Tenho vinte e nove e sinto-me muito mais velha. Tenho vivido muito, tenho sido muito feliz e muito triste e sei que eu não podia ser de outra forma. Fui uma criança demasiado séria e forte, cresci no campo, no meio de uma guerra, aconchegada pela comunhão dos irmãos, dos cães e dos livros. A adolescência foi dedicada ao riso. Depois, mudei-me para Lisboa, descobri o amor como guerra, depois como faca e, esporádica e brevemente como réstia de ouro. Fui amada e amei mas a inquietação não me deixava sossegar. Era preciso tudo questionar, ir até aos limites para ver se a ideia de liberdade não era uma quimera. Parti, fui viver fora. Fui feliz, fui triste. Regressei cansada. A guerra com os outros tinha terminado. Perdi a esperança, conheci o sentimento de impossível. Entendi que a liberdade existe, é queda livre sem fim.

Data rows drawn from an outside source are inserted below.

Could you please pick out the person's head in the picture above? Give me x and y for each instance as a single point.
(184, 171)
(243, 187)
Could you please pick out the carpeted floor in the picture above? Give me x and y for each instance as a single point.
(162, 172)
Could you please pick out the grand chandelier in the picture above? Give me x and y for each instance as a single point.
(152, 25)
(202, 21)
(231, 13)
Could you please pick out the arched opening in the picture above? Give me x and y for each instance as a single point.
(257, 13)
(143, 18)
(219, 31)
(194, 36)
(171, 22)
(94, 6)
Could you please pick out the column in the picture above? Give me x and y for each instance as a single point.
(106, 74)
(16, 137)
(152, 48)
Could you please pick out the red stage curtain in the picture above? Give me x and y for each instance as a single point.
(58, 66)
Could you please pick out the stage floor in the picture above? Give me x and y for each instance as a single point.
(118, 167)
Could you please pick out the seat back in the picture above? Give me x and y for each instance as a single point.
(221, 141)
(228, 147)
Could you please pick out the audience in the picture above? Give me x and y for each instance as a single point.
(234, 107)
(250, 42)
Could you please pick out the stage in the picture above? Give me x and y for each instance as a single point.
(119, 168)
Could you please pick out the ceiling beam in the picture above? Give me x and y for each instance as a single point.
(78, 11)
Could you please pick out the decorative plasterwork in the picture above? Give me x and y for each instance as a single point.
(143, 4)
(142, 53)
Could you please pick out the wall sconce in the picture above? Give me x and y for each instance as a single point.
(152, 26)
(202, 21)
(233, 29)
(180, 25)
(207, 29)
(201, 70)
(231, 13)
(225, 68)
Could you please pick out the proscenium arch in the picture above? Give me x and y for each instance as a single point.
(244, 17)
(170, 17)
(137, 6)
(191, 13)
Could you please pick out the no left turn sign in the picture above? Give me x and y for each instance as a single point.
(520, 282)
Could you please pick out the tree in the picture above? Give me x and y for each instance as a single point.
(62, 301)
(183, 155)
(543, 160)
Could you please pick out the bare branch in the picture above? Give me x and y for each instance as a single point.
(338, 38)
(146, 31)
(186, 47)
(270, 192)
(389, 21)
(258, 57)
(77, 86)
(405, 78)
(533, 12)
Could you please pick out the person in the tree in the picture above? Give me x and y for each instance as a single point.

Quebrei. Tive medo, muito medo. E descobri a solidão. E no medo, aprendi a pedir e a receber: a minha maior lição de humildade. E que o grande mistério é não haver mistério nenhum e andarmos todos ligados. Continuo a ter medo mas sinto-me cada vez mais perto de mim e os livros são os amantes a que sempre retorno e onde mais me encontro em Casa.
“o sentimento mais agudo que experimentei, e que me aperta ainda muitas vezes é o de não ter para onde ir, de ter sido cercada pelo desejo de mover-me sem fim; lembro-me que, no tempo em que crescia (…), chamava a mim mesma «a corça prisioneira»; eis a verdadeira natureza do meu espírito. Sou um peso vasto para quem tenha a bondade de fazer-me companhia e, se adquiri e conservei o conhecimento da arte de escrever foi por necessidade, tendo descoberto que a escrita e o medo são incompatíveis.”

Vou agora dedicar-me a aprender a estimar a minha loucura sem me assustar. É só isso que me falta e é tarefa que só a escrita, o grande exercício da Falta, pode cumprir, cumprindo-me. “Escrever não é um protesto de inocência?”